Another critical form of runtime caching occurs at the application logic and data layer. Responses from APIs can be cached using reverse proxies like NGINX, which sit in front of REST endpoints to serve repeated requests more efficiently. Similarly, expensive computed outputs, such as the results of complex database queries or machine learning inference (e.g., vector embeddings, recommendations), are often cached in memory stores like Redis or Memcached. These caches help absorb high traffic and reduce load on compute-intensive services.

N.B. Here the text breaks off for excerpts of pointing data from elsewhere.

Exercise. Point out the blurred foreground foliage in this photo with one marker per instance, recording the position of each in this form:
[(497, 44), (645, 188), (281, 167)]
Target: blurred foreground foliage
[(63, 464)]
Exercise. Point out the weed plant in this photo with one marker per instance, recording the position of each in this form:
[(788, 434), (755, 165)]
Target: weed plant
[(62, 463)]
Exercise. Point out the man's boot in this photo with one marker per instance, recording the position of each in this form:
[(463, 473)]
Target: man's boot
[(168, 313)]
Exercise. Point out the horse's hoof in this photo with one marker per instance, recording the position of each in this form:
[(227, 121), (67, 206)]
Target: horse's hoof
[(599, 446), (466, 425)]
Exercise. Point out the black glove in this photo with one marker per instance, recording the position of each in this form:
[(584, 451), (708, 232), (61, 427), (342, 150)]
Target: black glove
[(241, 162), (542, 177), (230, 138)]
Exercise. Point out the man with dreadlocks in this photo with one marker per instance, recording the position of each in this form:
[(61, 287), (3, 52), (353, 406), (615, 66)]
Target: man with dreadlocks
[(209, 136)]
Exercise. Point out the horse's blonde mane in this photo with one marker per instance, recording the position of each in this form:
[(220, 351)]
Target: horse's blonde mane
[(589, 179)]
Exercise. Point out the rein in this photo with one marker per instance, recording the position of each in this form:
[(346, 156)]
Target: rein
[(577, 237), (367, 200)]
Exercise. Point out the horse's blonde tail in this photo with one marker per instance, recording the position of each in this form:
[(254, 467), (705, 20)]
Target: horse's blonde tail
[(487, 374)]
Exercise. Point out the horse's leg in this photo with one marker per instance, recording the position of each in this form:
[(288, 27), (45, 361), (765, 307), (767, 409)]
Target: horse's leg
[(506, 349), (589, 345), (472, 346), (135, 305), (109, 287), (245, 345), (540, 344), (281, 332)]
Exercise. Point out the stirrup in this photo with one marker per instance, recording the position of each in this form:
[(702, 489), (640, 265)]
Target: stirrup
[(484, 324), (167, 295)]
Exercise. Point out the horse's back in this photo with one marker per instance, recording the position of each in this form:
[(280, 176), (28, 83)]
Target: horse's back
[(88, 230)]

Several modern hosting platforms also offer native support for runtime caching, making it easier to optimize delivery without deeply customizing infrastructure. These include Vercel, Netlify, Cloudflare Pages, and CDNs like Amazon CloudFront, Akamai, and Fastly. These platforms often support advanced cache-control mechanisms, like edge-based invalidation and stale-while-revalidate strategies. Additionally, these platforms offer support for the typical HTTP cache-control headers that an HTTP server uses to tell its clients how long particular content is valid for, to strike a balance between freshness and performance.

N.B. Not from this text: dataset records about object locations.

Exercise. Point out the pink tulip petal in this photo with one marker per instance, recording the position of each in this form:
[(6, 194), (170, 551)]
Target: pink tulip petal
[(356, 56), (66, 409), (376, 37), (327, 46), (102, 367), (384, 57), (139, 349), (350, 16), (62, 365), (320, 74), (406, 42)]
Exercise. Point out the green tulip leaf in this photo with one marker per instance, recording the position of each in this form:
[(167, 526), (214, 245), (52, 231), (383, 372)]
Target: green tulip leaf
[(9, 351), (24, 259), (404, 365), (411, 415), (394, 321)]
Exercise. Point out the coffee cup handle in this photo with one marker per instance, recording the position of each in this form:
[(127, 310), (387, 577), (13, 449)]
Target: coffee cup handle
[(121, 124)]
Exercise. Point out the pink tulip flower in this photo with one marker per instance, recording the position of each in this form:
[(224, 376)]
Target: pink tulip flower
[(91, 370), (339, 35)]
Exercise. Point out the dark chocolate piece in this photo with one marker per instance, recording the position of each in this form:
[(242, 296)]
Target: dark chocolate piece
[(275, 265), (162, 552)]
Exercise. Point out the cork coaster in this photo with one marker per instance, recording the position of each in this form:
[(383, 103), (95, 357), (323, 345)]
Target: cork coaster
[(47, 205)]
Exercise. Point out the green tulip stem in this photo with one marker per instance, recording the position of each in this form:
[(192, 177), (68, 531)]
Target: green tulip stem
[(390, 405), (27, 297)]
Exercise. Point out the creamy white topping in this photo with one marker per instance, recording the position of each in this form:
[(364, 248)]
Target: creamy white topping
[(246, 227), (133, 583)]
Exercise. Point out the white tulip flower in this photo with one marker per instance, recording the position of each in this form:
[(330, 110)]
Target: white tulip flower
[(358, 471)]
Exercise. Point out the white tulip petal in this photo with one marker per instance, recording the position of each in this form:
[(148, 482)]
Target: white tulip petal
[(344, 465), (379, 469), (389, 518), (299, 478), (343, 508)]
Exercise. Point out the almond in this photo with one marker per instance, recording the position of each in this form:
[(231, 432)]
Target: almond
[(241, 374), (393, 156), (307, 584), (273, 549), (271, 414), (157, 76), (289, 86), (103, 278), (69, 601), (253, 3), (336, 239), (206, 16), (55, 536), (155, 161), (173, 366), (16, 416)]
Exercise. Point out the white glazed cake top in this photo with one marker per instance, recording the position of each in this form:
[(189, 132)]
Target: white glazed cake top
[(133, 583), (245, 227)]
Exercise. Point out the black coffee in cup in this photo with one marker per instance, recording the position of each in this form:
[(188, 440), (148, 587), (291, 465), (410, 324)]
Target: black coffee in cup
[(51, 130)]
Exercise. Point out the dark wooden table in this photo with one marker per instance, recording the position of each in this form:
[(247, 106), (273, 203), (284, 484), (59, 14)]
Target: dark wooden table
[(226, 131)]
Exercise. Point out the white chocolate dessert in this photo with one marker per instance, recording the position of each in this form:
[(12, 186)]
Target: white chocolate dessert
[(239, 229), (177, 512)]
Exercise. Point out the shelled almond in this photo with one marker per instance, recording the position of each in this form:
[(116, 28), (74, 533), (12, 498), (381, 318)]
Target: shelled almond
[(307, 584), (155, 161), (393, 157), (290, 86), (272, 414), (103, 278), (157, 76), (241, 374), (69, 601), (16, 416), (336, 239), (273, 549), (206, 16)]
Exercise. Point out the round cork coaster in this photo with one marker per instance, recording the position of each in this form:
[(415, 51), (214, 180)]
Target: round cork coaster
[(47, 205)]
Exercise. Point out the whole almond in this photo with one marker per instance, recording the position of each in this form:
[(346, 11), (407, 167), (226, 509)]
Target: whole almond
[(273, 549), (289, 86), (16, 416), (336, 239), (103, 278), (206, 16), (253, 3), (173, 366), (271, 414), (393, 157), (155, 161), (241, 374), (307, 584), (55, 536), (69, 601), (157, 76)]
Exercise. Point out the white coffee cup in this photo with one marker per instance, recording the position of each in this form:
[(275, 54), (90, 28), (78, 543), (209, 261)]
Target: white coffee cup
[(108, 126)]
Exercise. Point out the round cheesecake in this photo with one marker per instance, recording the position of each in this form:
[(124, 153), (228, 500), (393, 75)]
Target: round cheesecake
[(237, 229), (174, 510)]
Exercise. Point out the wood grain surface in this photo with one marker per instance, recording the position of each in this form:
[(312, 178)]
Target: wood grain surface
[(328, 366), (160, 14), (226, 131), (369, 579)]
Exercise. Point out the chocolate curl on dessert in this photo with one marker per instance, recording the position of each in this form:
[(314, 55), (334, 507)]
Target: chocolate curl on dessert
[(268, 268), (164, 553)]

Runtime caching is an essential part of an application’s delivery strategy. To ensure efficient and resilient user experiences, it's critical to plan for how configurations, static assets, API responses, and computation-heavy results are cached and invalidated after deployment.
The risks of not purging caches
While caching can dramatically speed up builds and deployments, failing to purge stale or unnecessary cache entries carries real risks, both for development velocity and application dependability.

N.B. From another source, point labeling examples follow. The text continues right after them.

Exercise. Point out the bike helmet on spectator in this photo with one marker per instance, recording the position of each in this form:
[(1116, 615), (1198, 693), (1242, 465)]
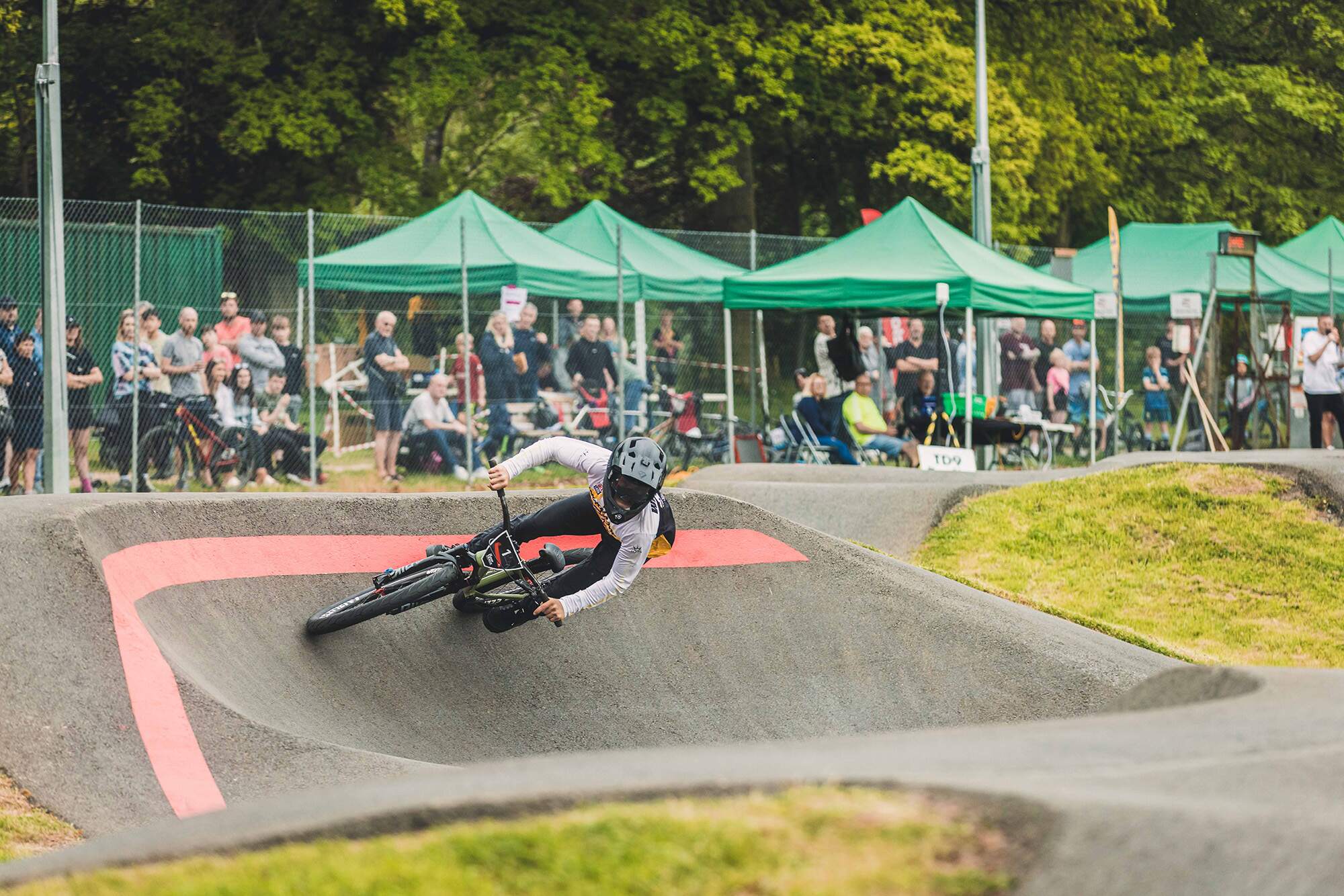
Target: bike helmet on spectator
[(634, 476)]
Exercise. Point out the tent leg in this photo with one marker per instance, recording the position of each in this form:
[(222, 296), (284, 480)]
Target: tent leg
[(1092, 400), (728, 374), (968, 386)]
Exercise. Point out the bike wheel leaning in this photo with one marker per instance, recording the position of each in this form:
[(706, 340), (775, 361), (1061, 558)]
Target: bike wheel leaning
[(161, 457), (369, 604)]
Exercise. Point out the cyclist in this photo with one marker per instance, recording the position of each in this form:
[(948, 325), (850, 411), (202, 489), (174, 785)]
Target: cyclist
[(624, 504)]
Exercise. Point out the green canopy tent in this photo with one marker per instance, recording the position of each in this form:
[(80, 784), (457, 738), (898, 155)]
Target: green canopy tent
[(1161, 260), (667, 269), (898, 264), (427, 256), (467, 245), (1319, 248)]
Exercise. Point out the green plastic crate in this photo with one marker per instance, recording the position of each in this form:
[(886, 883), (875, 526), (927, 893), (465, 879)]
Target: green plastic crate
[(955, 404)]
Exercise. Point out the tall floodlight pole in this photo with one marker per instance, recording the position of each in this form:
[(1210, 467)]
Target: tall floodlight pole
[(53, 236), (983, 222)]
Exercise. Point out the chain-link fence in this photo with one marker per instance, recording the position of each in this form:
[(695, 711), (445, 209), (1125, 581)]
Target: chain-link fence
[(212, 273)]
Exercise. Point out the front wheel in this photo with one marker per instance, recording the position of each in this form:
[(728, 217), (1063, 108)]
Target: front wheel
[(373, 602)]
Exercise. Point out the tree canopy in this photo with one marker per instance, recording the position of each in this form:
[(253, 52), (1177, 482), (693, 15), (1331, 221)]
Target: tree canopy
[(787, 116)]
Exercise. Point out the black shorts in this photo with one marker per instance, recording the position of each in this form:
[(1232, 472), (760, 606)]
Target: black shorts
[(576, 515), (80, 417), (388, 413)]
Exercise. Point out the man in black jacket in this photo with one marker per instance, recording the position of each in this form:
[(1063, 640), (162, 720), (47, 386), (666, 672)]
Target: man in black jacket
[(591, 362)]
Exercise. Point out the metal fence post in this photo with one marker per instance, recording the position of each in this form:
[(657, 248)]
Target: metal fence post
[(135, 363), (52, 230), (968, 385), (311, 354), (467, 355), (728, 362), (620, 339)]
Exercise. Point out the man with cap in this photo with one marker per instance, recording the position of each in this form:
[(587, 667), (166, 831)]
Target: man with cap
[(232, 324), (259, 351)]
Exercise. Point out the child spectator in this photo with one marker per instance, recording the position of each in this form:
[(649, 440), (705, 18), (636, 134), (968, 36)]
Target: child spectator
[(1241, 396), (26, 401), (213, 351), (282, 332), (1157, 408), (1057, 386)]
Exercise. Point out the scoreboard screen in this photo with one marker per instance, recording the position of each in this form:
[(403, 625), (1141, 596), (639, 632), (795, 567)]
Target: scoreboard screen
[(1238, 242)]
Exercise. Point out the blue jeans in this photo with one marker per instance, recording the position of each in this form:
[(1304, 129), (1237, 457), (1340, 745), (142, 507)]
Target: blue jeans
[(839, 449), (889, 445), (635, 392)]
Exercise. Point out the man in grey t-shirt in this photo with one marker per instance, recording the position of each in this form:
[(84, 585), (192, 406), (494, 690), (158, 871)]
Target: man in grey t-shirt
[(185, 358)]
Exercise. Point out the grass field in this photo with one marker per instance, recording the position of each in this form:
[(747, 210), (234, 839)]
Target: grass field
[(807, 840), (28, 830), (1208, 564)]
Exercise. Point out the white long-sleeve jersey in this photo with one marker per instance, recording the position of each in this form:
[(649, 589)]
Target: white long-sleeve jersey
[(639, 537)]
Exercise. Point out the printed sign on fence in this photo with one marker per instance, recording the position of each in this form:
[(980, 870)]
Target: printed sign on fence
[(1105, 308), (944, 460), (1187, 306), (513, 299)]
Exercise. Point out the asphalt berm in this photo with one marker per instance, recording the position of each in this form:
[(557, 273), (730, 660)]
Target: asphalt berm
[(167, 676)]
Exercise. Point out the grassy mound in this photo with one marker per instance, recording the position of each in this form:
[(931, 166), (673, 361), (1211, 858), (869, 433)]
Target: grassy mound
[(28, 830), (1204, 562), (807, 840)]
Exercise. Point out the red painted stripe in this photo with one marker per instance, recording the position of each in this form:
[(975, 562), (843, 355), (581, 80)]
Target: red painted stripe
[(144, 569)]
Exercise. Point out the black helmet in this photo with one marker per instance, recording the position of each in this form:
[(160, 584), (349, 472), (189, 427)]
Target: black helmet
[(635, 475)]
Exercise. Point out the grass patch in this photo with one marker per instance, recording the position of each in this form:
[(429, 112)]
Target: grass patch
[(28, 830), (806, 840), (1205, 562)]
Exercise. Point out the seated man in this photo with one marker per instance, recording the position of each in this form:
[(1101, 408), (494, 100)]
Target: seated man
[(814, 410), (869, 428), (431, 427)]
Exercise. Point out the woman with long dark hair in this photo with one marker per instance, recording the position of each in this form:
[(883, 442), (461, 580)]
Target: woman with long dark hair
[(81, 375)]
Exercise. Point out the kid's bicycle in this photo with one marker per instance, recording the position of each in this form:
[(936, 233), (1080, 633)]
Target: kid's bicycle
[(497, 577)]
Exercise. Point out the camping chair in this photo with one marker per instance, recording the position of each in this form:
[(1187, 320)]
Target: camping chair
[(810, 440)]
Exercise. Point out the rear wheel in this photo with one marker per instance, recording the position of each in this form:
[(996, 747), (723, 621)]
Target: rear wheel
[(372, 602), (161, 459)]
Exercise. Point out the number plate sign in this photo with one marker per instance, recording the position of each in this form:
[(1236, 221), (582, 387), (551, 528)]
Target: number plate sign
[(944, 460)]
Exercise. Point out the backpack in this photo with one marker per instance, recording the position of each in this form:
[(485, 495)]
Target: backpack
[(845, 350)]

Risks of not purging in CI pipelines
In CI environments, outdated or corrupted artifacts can quietly break builds in ways that are hard to diagnose. For example, a lingering .class
file or webpack bundle from a previous build might reflect outdated logic or dependency versions, leading to subtle bugs or unexpected behavior in deployed code. These kinds of errors are often difficult to reproduce locally and can waste valuable engineering time in debugging sessions.
Cache staleness can also lead to hidden dependency drift. Cached versions of node_modules
, Python virtual environments, or Java .jar
files may mask changes in package.json
, requirements, .txt
, or pom.xml
, respectively. This mismatch can result in inconsistencies between local and CI environments, causing flaky builds or behavior that’s hard to replicate across developer machines and automated pipelines.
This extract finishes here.